I've always given the character creation phase enormous importance, specially after playing Tomb of Horrors...
Wh-what Tomb of Horrors were you playing?
If anything that module is supposed to teach players about how dispensable a character is, and how to create them quickly and on the fly. O_O
And yeah, it's fine that you're being so thorough. Dedication is a good thing, don't apologize. I think pretty much everyone likes that sort of thing.

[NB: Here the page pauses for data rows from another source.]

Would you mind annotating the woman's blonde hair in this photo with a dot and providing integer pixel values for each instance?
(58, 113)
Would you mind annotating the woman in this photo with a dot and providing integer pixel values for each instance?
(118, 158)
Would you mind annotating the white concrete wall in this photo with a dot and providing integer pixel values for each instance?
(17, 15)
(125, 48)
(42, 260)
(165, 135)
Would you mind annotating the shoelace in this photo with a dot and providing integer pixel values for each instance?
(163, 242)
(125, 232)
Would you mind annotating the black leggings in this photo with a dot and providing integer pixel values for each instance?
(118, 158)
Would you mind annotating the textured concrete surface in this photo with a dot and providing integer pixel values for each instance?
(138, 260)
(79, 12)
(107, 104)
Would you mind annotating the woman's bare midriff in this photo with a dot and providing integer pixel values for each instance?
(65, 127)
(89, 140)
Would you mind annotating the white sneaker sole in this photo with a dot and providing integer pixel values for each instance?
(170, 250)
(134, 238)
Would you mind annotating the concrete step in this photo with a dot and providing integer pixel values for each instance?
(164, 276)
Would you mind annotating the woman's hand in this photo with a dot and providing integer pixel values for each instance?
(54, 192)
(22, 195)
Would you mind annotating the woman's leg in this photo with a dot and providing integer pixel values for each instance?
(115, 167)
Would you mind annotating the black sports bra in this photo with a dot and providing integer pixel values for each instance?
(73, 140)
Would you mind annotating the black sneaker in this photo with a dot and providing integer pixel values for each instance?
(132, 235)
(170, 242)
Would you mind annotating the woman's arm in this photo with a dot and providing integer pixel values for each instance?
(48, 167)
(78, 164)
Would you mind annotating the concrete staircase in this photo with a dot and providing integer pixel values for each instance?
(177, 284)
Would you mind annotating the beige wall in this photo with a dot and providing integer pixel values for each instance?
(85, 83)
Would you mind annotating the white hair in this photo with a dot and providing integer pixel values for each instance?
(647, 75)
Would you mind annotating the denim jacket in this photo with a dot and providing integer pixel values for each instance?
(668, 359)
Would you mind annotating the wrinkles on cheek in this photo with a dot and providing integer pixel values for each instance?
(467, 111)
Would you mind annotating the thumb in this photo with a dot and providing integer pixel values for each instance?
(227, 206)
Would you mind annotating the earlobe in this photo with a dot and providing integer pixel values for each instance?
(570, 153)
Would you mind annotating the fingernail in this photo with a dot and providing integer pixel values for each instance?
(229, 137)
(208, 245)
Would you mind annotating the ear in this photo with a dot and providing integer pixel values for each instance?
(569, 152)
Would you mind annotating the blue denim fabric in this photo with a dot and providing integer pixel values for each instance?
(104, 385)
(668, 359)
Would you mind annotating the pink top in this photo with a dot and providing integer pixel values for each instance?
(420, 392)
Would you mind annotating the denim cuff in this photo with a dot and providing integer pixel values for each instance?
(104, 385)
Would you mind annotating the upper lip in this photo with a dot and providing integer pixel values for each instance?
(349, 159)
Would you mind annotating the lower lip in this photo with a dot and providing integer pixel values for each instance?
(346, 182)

No, it taught me about why one should should let their inner paranoid munckin out when the situation is dire... For instance, you can literally dig your way to Acererak with a team of dwarves and a few pickaxes; alternatively, you can collapse it on him. Another solution when fightning "Acererak himself" is to use any of the many instant death traps against him, and you can always use sacrificial lambs to clean the path to him if you had some way of bringing critters with you. With the adequate crafters you could also craft things as you go by deconstructing the dungeon, before the remake the gates were actually made of high grade metals...
And let's not get started on resorting to broken builds, which can allow for anything from omnipotence and orbital bombing to lobbing city-sized rocks and breaching the speed of light before reaching even the 10th level.
Also, don't try to adapt the tomb to epic gameplay, epic characters can be awfully broken, in fact, a 40th level wizard can force Gods to hear them out, create demiplanes and landmasses, as well as whipping out whole empires. Two of the most extreme cases are found in Forgotten Realms, where you have two Netheril Arcanists who somehow made it to the 41st level, one created a spell able to rob a deity of its divinity and the other become an Undead Elder Brain after manipulating scores upon scores of Illithid.
Modules like the Tomb of Horros didn't make me create expendable characters, they made me obsessively min max the party to utterly destroy it.
Obs: No matter what you do, the Big Bad himself cannot be killed.